Australia's Mineral Carbonation startup hopes to put sequestered carbon to use by turning it into materials for building.
Carbon sequestration – whereby carbon dioxide is stored underground in order to reduce its presence in the atmosphere and its effect on global warming – has become much more widely known in the last few years as governments scramble for solutions to climate change. Researchers in Australia have now formed Mineral Carbonation, a startup that hopes to put sequestered carbon to use by turning it into materials for building.
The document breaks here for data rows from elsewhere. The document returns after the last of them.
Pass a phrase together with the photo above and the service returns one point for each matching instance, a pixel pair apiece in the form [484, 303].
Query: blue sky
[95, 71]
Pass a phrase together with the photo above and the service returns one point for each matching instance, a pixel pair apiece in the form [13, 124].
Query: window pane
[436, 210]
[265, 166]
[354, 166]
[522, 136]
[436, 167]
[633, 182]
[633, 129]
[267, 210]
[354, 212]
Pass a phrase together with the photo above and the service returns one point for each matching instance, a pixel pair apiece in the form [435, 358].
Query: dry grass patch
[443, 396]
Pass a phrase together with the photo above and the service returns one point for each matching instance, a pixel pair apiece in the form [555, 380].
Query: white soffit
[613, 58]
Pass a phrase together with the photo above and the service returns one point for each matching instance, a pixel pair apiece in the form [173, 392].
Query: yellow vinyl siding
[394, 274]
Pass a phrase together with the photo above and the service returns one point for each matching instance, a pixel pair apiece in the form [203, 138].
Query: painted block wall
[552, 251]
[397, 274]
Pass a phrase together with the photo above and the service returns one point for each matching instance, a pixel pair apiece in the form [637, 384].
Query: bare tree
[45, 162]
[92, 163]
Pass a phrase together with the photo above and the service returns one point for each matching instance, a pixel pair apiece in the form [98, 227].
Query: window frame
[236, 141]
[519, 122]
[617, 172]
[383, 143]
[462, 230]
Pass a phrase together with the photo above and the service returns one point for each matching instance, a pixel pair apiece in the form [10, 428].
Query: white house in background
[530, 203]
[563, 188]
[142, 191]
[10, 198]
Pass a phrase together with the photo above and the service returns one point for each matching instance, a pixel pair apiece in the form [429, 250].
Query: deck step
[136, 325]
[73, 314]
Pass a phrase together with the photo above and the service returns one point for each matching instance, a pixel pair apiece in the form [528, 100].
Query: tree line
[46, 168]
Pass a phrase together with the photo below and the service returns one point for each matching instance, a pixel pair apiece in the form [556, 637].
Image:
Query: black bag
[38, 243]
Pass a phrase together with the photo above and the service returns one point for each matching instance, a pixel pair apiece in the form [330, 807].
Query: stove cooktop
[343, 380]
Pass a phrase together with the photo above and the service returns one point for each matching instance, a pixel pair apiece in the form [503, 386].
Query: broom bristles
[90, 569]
The project is a joint venture between the University of Newcastle, chemicals firm Orica and the GreenMag Group. Hsving received funding of AUD 9 million from the Australian government, the group will now begin to develop its process of small scale mineral carbonation, which traps the gas inside units small enough to be used in the construction industry. The technique mimics the earth’s natural carbon sink phenomenon that creates inert carbonates from minerals such as magnesium and calcium silicate. As Professor Bodgan Dlugogorski from the university explains: “The key difference between geosequestration and ocean storage and our mineral carbonation model is we permanently transform CO2 into a usable product, not simply store it underground.”
The Mineral Carbonation project joins Lignacite’s Carbon Buster building block in the race to develop construction materials that can help the environment, rather than damage it. Could other eco-friendly products be created using CO2 as a component?